Model Explorer uses adapters and data providers to load formats beyond the built-in model types. The Arm adapters used in this Learning Path transform `.pte`, `.tosa`, `.vgf`, and `.etrecord` files into graph data that Model Explorer can display. In the final section, you also add `.etdp` runtime trace data as an overlay on top of the exported graph.

## What you will do

This learning path is about model artifacts, not model training or export. You start from small pre-generated files and use each to gain an understanding of when you would use Model Explorer, and the insights you can gain.

The artifacts covered in this learning path are:

| Artifact | Model Explorer support | Workflow layer | Use it to inspect |
| --- | --- | --- | --- |
| `.pte` | `pte-adapter-model-explorer` | ExecuTorch program | Delegate regions, backend partitioning, work outside delegates, and the deployed ExecuTorch graph |
| `.tosa` | `tosa-adapter-model-explorer` | Compiler/backend intermediate representation | Lowered operators, tensor shapes, quantized types, graph splits, and missed optimization opportunities |
| `.vgf` | `vgf-adapter-model-explorer` | Vulkan ML graph artifact | Inputs, outputs, constants, tensor metadata, graph connectivity, and SPIR-V graph modules |
| `.etrecord` | ExecuTorch ETRecord adapter | Export-time profiling context | Graph structure, debug handles, operator names, and delegate metadata used to map runtime events back to graph nodes |
| `.etdp` | ExecuTorch ETDump data provider | Runtime trace overlay | Timing data from a specific execution |

This learning path focusses on Arm adapters and extensions for Modle Explorer, but the repository of artifacts we use also includes some `.tflite` and `.pt2` files.
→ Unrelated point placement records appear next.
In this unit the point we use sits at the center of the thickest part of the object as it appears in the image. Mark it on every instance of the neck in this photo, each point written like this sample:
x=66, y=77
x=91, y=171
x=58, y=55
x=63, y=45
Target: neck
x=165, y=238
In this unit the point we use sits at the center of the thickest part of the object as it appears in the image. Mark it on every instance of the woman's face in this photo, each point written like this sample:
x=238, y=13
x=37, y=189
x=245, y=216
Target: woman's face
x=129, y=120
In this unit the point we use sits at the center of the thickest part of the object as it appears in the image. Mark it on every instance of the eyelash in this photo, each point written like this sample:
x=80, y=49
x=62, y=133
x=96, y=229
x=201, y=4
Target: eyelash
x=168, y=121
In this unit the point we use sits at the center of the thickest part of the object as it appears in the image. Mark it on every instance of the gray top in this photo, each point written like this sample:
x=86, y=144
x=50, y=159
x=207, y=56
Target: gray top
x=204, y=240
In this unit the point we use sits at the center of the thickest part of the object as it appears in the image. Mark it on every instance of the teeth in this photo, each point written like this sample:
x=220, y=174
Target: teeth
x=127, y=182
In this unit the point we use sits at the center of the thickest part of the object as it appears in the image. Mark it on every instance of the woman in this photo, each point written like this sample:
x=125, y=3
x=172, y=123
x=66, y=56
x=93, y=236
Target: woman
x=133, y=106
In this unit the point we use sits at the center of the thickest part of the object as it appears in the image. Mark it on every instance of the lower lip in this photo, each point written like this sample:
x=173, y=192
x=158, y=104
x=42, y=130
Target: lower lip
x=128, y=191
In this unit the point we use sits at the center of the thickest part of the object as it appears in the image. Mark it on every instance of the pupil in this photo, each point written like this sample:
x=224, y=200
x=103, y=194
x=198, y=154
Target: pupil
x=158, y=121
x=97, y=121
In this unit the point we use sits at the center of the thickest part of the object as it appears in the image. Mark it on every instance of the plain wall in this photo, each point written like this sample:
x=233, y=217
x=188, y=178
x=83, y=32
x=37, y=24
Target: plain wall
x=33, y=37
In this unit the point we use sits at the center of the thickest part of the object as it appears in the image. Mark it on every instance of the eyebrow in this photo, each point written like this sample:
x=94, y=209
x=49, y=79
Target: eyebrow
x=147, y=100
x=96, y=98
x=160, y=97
You can optionally try these out as well, and they are natively supported by Model Explorer.

{{% notice Note %}}
Model Explorer visualizes the specific artifact you generated or received. Small differences in the target the model has been delegated to, could result in a very different model graph. For example, delegating the same model to an Ethos-U55, may produce a very different model graph from delegating to an Ethos-U85.
{{% /notice %}}

## Understand the model artifact flow

Not every graph in this learning path needs to start with PyTorch and ExecuTorch. Let's run through what is specific to the ExecuTorch flow, and what is applicable more broadly.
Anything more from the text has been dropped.